Despite the hardships, the hospital has seen a silver lining in its efforts to cope with the pandemic.

In addition to new state-of-the-art temperature checking technology, which was referred to as the gold standard by the Joint Commission, new "street medicine" efforts have begun to help homeless residents who need assistance dealing with the pandemic but may be wary of remaining in a crowded shelter or going to a hospital.

The additional screening protocols for visitors have also revealed a sharp drop in relapses for opioid users treated by the hospital, with security officials discovering that many visitors to opioid patients were smuggling in drugs and other paraphernalia that patients would hide within mattresses, a process that ultimately destroyed eight mattresses costing several thousand dollars each.

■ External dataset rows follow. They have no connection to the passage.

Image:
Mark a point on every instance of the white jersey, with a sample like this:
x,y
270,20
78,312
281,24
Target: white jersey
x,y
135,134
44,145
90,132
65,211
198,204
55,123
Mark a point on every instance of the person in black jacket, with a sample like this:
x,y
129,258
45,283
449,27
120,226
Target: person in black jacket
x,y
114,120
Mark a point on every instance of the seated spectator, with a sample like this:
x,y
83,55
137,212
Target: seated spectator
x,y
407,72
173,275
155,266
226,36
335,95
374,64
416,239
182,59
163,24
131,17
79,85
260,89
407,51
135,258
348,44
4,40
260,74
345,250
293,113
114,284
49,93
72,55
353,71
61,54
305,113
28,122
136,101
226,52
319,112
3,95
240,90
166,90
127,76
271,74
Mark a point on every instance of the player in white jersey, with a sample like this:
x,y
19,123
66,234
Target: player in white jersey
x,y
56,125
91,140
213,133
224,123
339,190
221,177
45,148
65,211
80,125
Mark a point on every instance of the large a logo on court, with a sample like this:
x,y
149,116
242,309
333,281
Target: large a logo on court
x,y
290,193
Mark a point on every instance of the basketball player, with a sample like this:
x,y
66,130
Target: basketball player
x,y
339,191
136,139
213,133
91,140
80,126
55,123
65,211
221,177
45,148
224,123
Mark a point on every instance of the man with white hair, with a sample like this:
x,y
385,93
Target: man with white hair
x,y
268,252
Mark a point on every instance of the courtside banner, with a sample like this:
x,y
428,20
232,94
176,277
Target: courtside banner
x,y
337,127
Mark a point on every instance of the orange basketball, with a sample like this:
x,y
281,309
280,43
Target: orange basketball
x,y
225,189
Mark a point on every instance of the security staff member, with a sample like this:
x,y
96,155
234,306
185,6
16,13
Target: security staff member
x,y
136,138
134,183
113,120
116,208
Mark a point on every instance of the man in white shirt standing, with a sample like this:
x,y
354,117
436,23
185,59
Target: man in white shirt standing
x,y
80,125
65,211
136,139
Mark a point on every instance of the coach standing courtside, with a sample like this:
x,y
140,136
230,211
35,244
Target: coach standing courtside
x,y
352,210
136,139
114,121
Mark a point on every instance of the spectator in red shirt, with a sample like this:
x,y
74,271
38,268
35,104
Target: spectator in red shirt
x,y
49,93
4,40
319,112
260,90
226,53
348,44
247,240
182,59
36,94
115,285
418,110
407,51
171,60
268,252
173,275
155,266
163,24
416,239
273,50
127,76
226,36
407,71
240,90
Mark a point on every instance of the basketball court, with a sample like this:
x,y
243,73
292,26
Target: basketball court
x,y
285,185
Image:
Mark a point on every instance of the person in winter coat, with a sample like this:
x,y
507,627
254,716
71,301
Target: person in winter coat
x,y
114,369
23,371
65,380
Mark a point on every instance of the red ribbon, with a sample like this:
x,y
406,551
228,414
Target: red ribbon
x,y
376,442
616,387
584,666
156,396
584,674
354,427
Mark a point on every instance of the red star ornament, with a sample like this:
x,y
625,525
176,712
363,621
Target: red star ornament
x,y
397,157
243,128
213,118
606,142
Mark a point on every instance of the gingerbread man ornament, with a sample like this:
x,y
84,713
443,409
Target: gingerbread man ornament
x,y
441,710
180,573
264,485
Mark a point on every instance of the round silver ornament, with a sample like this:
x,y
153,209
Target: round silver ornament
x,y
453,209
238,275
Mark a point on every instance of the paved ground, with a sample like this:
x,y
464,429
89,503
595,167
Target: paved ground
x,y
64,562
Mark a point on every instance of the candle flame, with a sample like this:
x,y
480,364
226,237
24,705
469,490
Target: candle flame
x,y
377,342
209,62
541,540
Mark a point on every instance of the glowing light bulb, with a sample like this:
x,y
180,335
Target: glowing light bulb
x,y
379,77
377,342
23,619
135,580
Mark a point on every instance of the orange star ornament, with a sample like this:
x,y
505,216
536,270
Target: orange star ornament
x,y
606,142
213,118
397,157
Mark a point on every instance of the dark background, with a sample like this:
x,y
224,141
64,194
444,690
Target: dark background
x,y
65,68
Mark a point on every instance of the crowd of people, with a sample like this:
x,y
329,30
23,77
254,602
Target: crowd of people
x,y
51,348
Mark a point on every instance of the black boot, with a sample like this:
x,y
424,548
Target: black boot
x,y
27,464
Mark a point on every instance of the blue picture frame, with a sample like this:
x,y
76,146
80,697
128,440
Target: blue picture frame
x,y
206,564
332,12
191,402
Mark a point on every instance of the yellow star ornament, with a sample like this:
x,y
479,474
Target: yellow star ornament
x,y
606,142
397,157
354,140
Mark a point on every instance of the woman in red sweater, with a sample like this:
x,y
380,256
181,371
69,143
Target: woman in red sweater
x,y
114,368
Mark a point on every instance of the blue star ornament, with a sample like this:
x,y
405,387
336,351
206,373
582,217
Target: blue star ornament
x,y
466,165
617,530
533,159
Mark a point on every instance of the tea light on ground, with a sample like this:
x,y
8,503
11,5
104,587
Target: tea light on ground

Pepe said that both the outreach to the city’s homeless population as well as the modified visitor procedures for opioid patients would continue after the pandemic ends.

Shaheen and the assembled CMC staff thanked each other for their efforts, with Shaheen saying the lack of support for hospitals was one of the main reasons she would not support the new COVID relief proposals of U.S. Senate Majority Leader Mitch McConnell (R-KY), adding the she would not support future relief proposals that did not include support for hospitals or healthcare workers.

"It’s not in anyone’s interest to have hospitals close. It’s not just care for people, it’s also jobs," she said. "It just seems crazy to me at a time like this that we won’t help you get through this difficult time."